Tim Peters tim_one@email.msn.com
Tue, 15 Apr 2003 00:02:02 -0400


[Greg Ewing]
> ...
> What bothers me, though, is that even with finalizers, the library
> writer *still* can't guarantee eventual reclamation.  The application
> can unwittingly stuff it all up by creating cycles, and there's
> nothing the library writer can do about it.

They're not trying very hard, then -- and, admittedly, most don't.  For
example, every time the library grabs a resource that needs finalization, it
can plant a weakref to it in a singleton private module object with a
__del__ method.  When the module is torn down at shutdown, that object's
__del__ gets called via refcount-falls-from-1-to-0 (it's a private object --
the library author can surely guarantee *it* isn't in a cycle), and free
whichever resources still exist then.  The library could instead register a
cleanup function via atexit().  Or it could avoid weakrefs by setting up a
thread that wakes up every now and again, to scan gc.garbage for instances
of the objects it passed out.  Finding one, it could finalize the resources
held by the object, mark the object as no longer needing resource
finalization, and letting the object leak.  And so on -- Python supplies
lots of ways to get what you want even here.
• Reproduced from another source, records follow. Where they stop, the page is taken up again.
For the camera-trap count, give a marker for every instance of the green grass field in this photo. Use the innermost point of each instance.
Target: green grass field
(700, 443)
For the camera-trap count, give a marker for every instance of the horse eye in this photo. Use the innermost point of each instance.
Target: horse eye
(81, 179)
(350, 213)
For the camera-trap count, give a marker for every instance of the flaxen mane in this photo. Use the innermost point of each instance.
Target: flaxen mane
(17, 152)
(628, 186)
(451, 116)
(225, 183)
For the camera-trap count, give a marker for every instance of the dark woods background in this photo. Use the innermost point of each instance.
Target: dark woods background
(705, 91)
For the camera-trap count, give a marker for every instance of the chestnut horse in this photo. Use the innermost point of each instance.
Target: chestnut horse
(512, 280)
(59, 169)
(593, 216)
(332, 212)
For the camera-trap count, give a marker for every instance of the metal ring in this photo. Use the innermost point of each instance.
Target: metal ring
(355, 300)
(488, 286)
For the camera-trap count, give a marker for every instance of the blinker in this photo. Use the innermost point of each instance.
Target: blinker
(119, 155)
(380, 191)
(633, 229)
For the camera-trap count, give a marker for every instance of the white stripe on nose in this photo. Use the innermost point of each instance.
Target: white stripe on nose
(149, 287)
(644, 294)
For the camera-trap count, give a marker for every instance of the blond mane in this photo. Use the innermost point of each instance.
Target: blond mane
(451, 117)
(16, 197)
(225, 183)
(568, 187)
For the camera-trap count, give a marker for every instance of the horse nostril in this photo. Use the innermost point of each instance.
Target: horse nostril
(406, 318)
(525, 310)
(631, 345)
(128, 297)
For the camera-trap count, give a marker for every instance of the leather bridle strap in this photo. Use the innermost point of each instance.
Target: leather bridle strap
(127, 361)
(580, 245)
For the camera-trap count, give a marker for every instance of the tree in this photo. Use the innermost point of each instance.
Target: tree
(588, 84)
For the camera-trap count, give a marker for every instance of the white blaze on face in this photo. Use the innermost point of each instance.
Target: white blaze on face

> It seems to me that giving up on finalization altogether in the
> presence of cycles is too harsh. In most cases, the cycle isn't
> actually going to make any difference.  With a cycle of your
> abovementioned file-descriptor-holding objects, for example, could be
> finalized in an arbitrary order, because the *finalizers* don't depend
> on any other objects in the cycle.

I expect that's usually so, but that detecting that it's so is intractable.
Even if we relied on programmers declaring their beliefs explicitly, Python
still has to be paranoid enough to avoid crashing if the stated beliefs
aren't really true.  For example, if you fight your way through the details
of Java's Byzantine finalization scheme, you'll find that the hairiest parts
of it exist just to ensure that Java's gc internals never end up
dereferencing dangling pointers.  This has the added benefit that most
experienced Java programmers appear to testify that Java's finalizers are
useless <wink>.

> So maybe there should be some way of classifying the references held
> by an object into those that are relied upon by its finalizer, and
> those that aren't.

How?  I believe this is beyond realistic automated analysis for Python
source.

> The algorithm would then be to first go through and clear all the
> references that *aren't* needed by finalizers, and then...
> [assuming there's no problem leads to the conclusion there's no
>  problem <wink>]

You probably need also to detect that the finalizer can't resurrect the
object either, else clearing references that aren't needed specifically for
finalization would leave the resurrected object in a damaged state.